The current memory_failure_dev_pagemap() can only handle single-mapped
dax page for fsdax mode.  The dax page could be mapped by multiple files
and offsets if we let reflink feature & fsdax mode work together.  So,
we refactor current implementation to support handle memory failure on
each file and offset.

Signed-off-by: Shiyang Ruan <[email protected]>
---
 fs/dax.c            |  21 ++++++++
 include/linux/dax.h |   1 +
 include/linux/mm.h  |   9 ++++
 mm/memory-failure.c | 114 ++++++++++++++++++++++++++++----------------
 4 files changed, 105 insertions(+), 40 deletions(-)

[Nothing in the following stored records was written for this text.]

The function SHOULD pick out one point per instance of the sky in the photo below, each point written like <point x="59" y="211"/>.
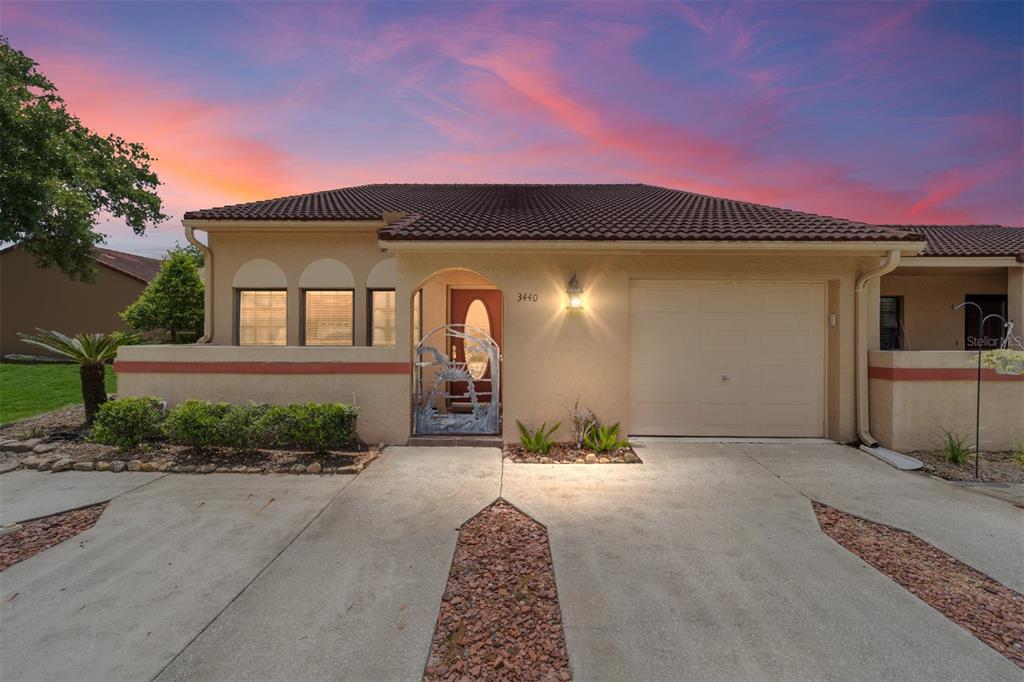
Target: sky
<point x="880" y="112"/>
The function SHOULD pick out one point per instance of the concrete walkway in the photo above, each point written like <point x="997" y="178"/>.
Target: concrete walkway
<point x="704" y="564"/>
<point x="121" y="600"/>
<point x="356" y="596"/>
<point x="29" y="495"/>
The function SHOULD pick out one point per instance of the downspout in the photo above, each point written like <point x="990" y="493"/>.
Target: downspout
<point x="207" y="285"/>
<point x="860" y="291"/>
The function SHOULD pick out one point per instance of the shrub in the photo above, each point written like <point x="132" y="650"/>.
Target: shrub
<point x="604" y="438"/>
<point x="316" y="426"/>
<point x="128" y="422"/>
<point x="954" y="448"/>
<point x="204" y="424"/>
<point x="540" y="440"/>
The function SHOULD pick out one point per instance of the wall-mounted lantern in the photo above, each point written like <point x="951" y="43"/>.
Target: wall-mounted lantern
<point x="574" y="292"/>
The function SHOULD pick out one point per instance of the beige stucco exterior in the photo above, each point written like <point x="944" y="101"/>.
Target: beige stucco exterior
<point x="32" y="297"/>
<point x="909" y="414"/>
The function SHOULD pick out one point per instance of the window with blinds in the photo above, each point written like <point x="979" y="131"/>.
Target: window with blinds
<point x="891" y="318"/>
<point x="382" y="317"/>
<point x="262" y="317"/>
<point x="328" y="317"/>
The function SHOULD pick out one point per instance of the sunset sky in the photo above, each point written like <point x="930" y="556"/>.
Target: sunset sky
<point x="878" y="112"/>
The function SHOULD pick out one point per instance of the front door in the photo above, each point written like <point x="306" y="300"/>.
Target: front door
<point x="480" y="311"/>
<point x="991" y="336"/>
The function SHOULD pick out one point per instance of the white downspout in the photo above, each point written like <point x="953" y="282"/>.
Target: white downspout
<point x="860" y="291"/>
<point x="207" y="285"/>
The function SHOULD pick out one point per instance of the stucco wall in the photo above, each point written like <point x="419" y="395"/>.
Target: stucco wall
<point x="910" y="409"/>
<point x="550" y="355"/>
<point x="929" y="321"/>
<point x="32" y="297"/>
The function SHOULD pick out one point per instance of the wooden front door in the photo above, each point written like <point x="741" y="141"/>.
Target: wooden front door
<point x="480" y="308"/>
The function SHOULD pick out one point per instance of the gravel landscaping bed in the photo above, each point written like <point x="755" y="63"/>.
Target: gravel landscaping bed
<point x="566" y="453"/>
<point x="500" y="617"/>
<point x="994" y="467"/>
<point x="55" y="441"/>
<point x="987" y="609"/>
<point x="20" y="541"/>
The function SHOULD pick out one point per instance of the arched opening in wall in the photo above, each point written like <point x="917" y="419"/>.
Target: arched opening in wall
<point x="458" y="325"/>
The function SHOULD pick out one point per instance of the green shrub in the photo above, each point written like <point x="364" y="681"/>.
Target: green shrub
<point x="128" y="422"/>
<point x="317" y="426"/>
<point x="955" y="448"/>
<point x="540" y="440"/>
<point x="205" y="424"/>
<point x="604" y="438"/>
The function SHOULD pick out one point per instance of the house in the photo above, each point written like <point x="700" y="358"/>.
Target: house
<point x="459" y="309"/>
<point x="45" y="297"/>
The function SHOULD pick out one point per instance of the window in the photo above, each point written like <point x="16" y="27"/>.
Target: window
<point x="381" y="312"/>
<point x="262" y="316"/>
<point x="892" y="323"/>
<point x="327" y="317"/>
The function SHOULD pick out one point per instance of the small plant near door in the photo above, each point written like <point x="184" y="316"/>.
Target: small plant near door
<point x="602" y="438"/>
<point x="539" y="441"/>
<point x="955" y="448"/>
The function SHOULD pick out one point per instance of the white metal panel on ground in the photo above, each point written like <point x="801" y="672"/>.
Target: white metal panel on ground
<point x="727" y="358"/>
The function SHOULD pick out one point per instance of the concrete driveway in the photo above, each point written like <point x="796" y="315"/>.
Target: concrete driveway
<point x="706" y="562"/>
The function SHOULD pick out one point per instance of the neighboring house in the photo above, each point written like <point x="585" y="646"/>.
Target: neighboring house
<point x="672" y="312"/>
<point x="47" y="298"/>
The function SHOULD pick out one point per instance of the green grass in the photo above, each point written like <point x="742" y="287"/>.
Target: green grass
<point x="33" y="389"/>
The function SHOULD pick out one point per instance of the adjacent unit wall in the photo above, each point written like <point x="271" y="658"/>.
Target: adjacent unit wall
<point x="32" y="297"/>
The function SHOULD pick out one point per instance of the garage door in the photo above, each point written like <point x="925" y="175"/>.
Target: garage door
<point x="727" y="359"/>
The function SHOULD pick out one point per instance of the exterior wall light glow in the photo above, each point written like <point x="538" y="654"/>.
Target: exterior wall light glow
<point x="574" y="292"/>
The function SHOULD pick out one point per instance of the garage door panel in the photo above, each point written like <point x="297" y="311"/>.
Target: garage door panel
<point x="767" y="338"/>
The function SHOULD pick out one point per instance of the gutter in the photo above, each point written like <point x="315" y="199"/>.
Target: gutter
<point x="860" y="291"/>
<point x="208" y="285"/>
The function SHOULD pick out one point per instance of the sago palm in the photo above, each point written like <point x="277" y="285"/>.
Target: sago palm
<point x="91" y="351"/>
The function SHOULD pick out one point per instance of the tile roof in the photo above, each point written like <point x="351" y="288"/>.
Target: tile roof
<point x="138" y="267"/>
<point x="970" y="240"/>
<point x="589" y="212"/>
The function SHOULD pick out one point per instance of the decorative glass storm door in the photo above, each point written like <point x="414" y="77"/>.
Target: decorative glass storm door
<point x="478" y="311"/>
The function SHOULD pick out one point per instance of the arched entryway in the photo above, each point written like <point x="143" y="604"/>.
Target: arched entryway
<point x="458" y="321"/>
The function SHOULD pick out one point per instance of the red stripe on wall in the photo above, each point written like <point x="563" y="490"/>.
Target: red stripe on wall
<point x="261" y="368"/>
<point x="938" y="374"/>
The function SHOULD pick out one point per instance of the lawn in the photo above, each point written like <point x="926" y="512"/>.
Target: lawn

diff --git a/fs/dax.c b/fs/dax.c
index 62352cbcf0f4..58faca85455a 100644
--- a/fs/dax.c
+++ b/fs/dax.c
@@ -389,6 +389,27 @@ static struct page *dax_busy_page(void *entry)
        return NULL;
 }
 
+/*
+ * dax_load_pfn - Load pfn of the DAX entry corresponding to a page
+ * @mapping: The file whose entry we want to load
+ * @index:   The offset where the DAX entry located in
+ *
+ * Return:   pfn of the DAX entry
+ */
+unsigned long dax_load_pfn(struct address_space *mapping, unsigned long index)
+{
+       XA_STATE(xas, &mapping->i_pages, index);
+       void *entry;
+       unsigned long pfn;
+
+       xas_lock_irq(&xas);
+       entry = xas_load(&xas);
+       pfn = dax_to_pfn(entry);
+       xas_unlock_irq(&xas);
+
+       return pfn;
+}
+
 /*
  * dax_lock_mapping_entry - Lock the DAX entry corresponding to a page
  * @page: The page whose entry we want to lock
diff --git a/include/linux/dax.h b/include/linux/dax.h
index 1ce343a960ab..6e758daa5004 100644
--- a/include/linux/dax.h
+++ b/include/linux/dax.h
@@ -158,6 +158,7 @@ int dax_writeback_mapping_range(struct address_space 
*mapping,
 
 struct page *dax_layout_busy_page(struct address_space *mapping);
 struct page *dax_layout_busy_page_range(struct address_space *mapping, loff_t 
start, loff_t end);
+unsigned long dax_load_pfn(struct address_space *mapping, unsigned long index);
 dax_entry_t dax_lock_page(struct page *page);
 void dax_unlock_page(struct page *page, dax_entry_t cookie);
 #else
diff --git a/include/linux/mm.h b/include/linux/mm.h
index c274f75efcf9..2b7527e93c77 100644
--- a/include/linux/mm.h
+++ b/include/linux/mm.h
@@ -1187,6 +1187,14 @@ static inline bool is_device_private_page(const struct 
page *page)
                page->pgmap->type == MEMORY_DEVICE_PRIVATE;
 }
 
+static inline bool is_device_fsdax_page(const struct page *page)
+{
+       return IS_ENABLED(CONFIG_DEV_PAGEMAP_OPS) &&
+               IS_ENABLED(CONFIG_FS_DAX) &&
+               is_zone_device_page(page) &&
+               page->pgmap->type == MEMORY_DEVICE_FS_DAX;
+}
+
 static inline bool is_pci_p2pdma_page(const struct page *page)
 {
        return IS_ENABLED(CONFIG_DEV_PAGEMAP_OPS) &&
@@ -3078,6 +3086,7 @@ enum mf_flags {
        MF_MUST_KILL = 1 << 2,
        MF_SOFT_OFFLINE = 1 << 3,
 };
+int mf_dax_kill_procs(struct address_space *mapping, pgoff_t index, int flags);
 extern int memory_failure(unsigned long pfn, int flags);
 extern void memory_failure_queue(unsigned long pfn, int flags);
 extern void memory_failure_queue_kick(int cpu);
diff --git a/mm/memory-failure.c b/mm/memory-failure.c
index 85ad98c00fd9..4377e727d478 100644
--- a/mm/memory-failure.c
+++ b/mm/memory-failure.c
@@ -56,6 +56,7 @@
 #include <linux/kfifo.h>
 #include <linux/ratelimit.h>
 #include <linux/page-isolation.h>
+#include <linux/dax.h>
 #include "internal.h"
 #include "ras/ras_event.h"
 
@@ -120,6 +121,13 @@ static int hwpoison_filter_dev(struct page *p)
        if (PageSlab(p))
                return -EINVAL;
 
+       if (pfn_valid(page_to_pfn(p))) {
+               if (is_device_fsdax_page(p))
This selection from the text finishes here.